A corretora ou outra instituição financeira cobra a taxa de custódia para a manutenção de ações ou títulos públicos. Também é possível encontrar instituições financeiras que não cobram a taxa de custódia.

Imposto de Renda

O investidor em ações precisa pagar o Imposto de Renda com alíquota de 15% se realizar vendas acima de 20.000 reais no mês e obtiver ganho de capital, que será a base para a cobrança.

Mas, se as vendas ficarem abaixo desse patamar ou ele tiver prejuízo com as operações, ele estará isento de IR. Essas regras se aplicam a ETFs e opções.
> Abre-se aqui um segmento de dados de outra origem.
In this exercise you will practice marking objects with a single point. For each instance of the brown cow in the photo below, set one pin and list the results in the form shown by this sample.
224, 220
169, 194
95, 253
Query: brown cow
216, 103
Há regras específicas para o investidor que compra e vende ações no mesmo pregão, o day trade. Entretanto, nesse caso, a cobrança do Imposto de Renda é de 20% sobre todo o lucro que você teve no mês. Vale também para fundos imobiliários.

Emolumentos: taxa de negociação e taxa de liquidação

A B3 cobra algumas taxas específicas para negociação de ações, BDRs, ETFs e fundos de investimento em ações. São os chamados emolumentos, os ganhos da B3 com transações no mercado. Mas há cobrança de duas taxas, a de negociação e a de liquidação.

No caso da taxa de negociação, a alíquota é de 0,003219% e o percentual é cobrado sobre o valor financeiro da operação e de cada investidor.

A taxa de liquidação tem o custo de 0,0275% para pessoas físicas e de 0,02% para fundos de investimento. Esse percentual também é cobrado sobre o valor financeiro da operação.

É seguro investir em renda variável?

Investimentos em renda variável são seguros, desde que sejam feitos em uma instituição com autorização pelas autoridades financeiras (Banco Central e Comissão de Valores Monetários).

As corretoras e bancos de investimento são identificados com as siglas CTVM (Corretoras de Títulos e Valores Mobiliários) e DTVM (Distribuidoras de Títulos e Valores Mobiliários).

Uma vez que o investidor se certificou que a plataforma em si é segura, é importante que ele observe o risco de adequação ao perfil dos ativos.

Os investidores devem buscar informações sobre o produto de investimento antes de fazer qualquer aplicação. Desse modo, é importante estar ciente dos riscos, do prazo de resgate e da taxa de retorno contratada. Caso contrário, o investidor pode acabar adquirindo uma aplicação que não condiz com seu perfil ou que não está de acordo com seus objetivos e planos.